Особенно в говоре сельвы меня поражали дополнительные местные
наработки. Меня потрясали их интонационная глубина, разнообразие и
насыщенность модуляций голоса, которые, как оказывается, можно втиснуть
в одно-единственное слово, состоящее всего из трех слогов. Жителям
сельвы в этом не было равных. Вот, например, здесь часто любят говорить:
manana - в смысле «завтра» - в Латинской Америке это вообще очень
ходовое слово, особенно когда латиносу предлагается напрячься и что-либо
сделать прямо сегодня. Причем сказать это слово «manana» они ухитряются
таким вот образом. Первый слог звучит ровно, как безбрежная равнина
Амазонки - видно, этот слог служит камертоном и устанавливает точку
отсчета в системе жизненных координат.
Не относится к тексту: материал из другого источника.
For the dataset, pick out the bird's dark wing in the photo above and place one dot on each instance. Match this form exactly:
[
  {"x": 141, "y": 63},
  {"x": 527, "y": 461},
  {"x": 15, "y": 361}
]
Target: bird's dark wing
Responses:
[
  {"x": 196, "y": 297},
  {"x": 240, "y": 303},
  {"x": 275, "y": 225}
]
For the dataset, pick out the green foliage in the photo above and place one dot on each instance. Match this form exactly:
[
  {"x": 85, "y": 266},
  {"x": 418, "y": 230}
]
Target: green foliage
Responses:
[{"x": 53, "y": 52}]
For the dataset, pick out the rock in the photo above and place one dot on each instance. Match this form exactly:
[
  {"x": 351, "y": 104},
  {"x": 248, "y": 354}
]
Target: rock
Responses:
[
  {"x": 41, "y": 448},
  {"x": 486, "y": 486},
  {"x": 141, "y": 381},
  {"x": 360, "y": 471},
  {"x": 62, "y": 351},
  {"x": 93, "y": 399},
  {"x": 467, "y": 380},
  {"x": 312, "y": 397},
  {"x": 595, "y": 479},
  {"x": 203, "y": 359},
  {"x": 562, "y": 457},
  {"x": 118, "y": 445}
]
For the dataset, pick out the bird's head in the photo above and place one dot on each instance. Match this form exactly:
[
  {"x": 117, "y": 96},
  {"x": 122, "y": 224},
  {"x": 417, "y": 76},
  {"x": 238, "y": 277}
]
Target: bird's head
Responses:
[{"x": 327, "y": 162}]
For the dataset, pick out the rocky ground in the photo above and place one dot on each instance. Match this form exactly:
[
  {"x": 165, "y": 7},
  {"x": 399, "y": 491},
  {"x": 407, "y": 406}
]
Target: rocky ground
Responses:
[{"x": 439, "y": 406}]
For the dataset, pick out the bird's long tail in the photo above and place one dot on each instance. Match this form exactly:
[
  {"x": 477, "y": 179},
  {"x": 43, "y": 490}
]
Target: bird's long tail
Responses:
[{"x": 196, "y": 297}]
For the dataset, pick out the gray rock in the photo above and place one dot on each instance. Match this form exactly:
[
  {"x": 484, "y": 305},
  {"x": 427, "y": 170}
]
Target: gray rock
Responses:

Но уже второй слог резко падает,
как лыжник, несущийся вниз по головокружительно крутой горе. Не успел
он съехать в долину и передать свою эстафету, как третий слог ракетой
взмывает вверх – только в отличие от ракеты траектория у него на старте не
прямая, а параболическая. Вот - одно коротенькое слово, а какое богатство
жизненных впечатлений! Но Вилсон, в отличие от всех, всегда
интонационно ограничился пребыванием на безграничной равнине
тропических лесов.
Вторая его история была связана с мапачо.
Их он курил постоянно. Правда, сегодня утром не курил – а до этого так
постоянно. Почему он курит? И так много? А ведь говорил, что мапачо не
вызывает привыкания. Но выяснилось, что расхождения слов и дел здесь не
было, а мое удивление являлось прямым продуктом моего неведения.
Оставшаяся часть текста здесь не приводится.